There is harmony in colours and composition, but there are also ugly „splashes“. (I counted this one as „neutral“.)
However, Chacon’s pen drawing below exemplifies a completely different combination of ugliness and beauty.
The face is old and wrinkled. But the face is drawn with skill and empathy, leaving the artwork as such in my opinion beautiful.
Also somewhat surprising: we (artists in Lichtenberg) are mostly classical, or you could even say traditional, in technique. 49 works presented out of 79 were sculptures, paintings, drawings, collages, and similar. Again, this is contrary to what you will find in the main exhibition hall of Hamburger Bahnhof. Moreover, there were 19 photos (including videos). Only 11 works I have classified as installation, performance, and other „exotic“ techniques.

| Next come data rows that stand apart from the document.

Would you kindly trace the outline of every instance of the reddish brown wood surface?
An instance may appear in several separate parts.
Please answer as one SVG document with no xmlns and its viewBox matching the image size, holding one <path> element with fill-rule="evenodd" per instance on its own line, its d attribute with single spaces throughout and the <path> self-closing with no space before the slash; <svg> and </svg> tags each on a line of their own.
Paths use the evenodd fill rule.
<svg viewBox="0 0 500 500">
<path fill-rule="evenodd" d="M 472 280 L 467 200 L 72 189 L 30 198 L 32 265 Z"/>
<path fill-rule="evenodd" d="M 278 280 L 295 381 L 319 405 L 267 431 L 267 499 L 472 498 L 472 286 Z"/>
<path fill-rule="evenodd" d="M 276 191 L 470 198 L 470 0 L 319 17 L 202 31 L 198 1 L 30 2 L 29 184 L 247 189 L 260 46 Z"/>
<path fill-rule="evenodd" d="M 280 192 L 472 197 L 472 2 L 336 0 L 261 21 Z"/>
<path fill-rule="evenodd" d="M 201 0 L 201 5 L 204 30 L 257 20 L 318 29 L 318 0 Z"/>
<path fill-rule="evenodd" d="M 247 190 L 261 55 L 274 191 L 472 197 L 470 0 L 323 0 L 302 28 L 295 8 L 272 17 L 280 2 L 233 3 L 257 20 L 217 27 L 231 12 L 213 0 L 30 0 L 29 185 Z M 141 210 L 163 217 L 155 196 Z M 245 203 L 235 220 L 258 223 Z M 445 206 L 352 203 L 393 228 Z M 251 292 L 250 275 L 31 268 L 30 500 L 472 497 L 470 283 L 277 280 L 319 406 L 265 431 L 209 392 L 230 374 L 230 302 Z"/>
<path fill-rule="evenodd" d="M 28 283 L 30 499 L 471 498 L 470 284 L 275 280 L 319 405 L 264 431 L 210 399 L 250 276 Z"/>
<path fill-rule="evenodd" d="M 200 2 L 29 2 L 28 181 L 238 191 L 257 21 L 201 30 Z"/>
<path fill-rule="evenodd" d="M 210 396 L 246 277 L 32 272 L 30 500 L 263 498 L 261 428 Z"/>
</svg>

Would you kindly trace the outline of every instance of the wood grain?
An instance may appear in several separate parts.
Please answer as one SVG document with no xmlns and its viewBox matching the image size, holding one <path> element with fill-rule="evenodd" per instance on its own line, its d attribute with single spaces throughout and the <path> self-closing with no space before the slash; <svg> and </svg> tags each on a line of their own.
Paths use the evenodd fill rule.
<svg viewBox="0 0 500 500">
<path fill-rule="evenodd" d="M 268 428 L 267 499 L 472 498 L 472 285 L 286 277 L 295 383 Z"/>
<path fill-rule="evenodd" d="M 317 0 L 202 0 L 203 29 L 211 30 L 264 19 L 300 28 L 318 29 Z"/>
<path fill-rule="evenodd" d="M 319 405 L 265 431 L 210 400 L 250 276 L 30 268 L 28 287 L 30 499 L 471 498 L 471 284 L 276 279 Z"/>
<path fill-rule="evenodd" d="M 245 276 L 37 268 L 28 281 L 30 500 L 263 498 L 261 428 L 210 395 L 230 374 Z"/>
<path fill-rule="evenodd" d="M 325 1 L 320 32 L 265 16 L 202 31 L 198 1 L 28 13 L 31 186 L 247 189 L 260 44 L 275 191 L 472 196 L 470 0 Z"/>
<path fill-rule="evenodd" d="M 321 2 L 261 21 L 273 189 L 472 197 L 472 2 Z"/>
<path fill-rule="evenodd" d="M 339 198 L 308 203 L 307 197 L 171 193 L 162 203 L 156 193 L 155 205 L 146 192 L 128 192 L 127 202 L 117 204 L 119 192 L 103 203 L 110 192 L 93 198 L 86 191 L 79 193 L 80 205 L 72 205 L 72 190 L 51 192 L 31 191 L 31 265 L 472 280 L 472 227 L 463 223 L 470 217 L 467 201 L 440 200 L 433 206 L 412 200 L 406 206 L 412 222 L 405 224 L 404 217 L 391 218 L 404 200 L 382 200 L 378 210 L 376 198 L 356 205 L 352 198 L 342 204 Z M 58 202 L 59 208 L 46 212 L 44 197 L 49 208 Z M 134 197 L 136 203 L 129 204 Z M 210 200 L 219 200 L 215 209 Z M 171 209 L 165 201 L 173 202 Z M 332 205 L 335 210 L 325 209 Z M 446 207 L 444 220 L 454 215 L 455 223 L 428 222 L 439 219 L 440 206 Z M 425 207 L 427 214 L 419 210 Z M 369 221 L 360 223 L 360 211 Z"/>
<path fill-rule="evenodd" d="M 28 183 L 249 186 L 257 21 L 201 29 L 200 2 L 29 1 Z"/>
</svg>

An artwork with no contents is empty. However, as stated above, I have not tried to assess the richness of the 79 artworks found in the catalogue.
Out of the 79, 33 state with clarity what the artwork (at the outset) is about. But of course, even artworks that are clear in this sense, are not always dealt with in a moment.
For instance, I find the sculpture by Mahle compelling. I would have liked to meet this person!
Regarding the one below, I am not so sure. The image (photo) is titled „The Wise“, but except for the cliché-like beard and grey hair, I cannot see much wisdom here. If this man is wise, the artist has in my opinion failed to show it.
Other examples of „clear“, but not convincing: Martinez, page 25, Schreck, page 47. I find the images banal.
The remaining 46 artworks leave open to the public where to “start”. I have classified those as „enigmatic“, because you cannot readily see what they are about. Below we see some reliefs at the wall, which I think may be worth a closer look.
Perhaps the texture when seen “live”, will give you something.
By the next image, however, the question is rather: Why is this photo (titled simply Karussel) in the art catalogue at all?
Good or poor art?
It should now be clear that three dimensions do not aim at distinguishing between good and poor art – not even „aesthetic orientation“. I hope the dimensions defined and the statistics offered can still be useful. We need orientation as a step towards judgement.
Artwork of the fortnight
The artwork of the fortnight was found on page 17. The image immediately caught my attention. In particular, I find the yellow light captivating.
The light is behind the landscape as well as integrated into it.
In the world of humans, I believe “light”, metaphorically understood, plays a similar, dual role. Enlightenment, say, casts light on our existence, but not only that. Modern consciousness – which we can call the enlightened mind – is an integral part of our very being.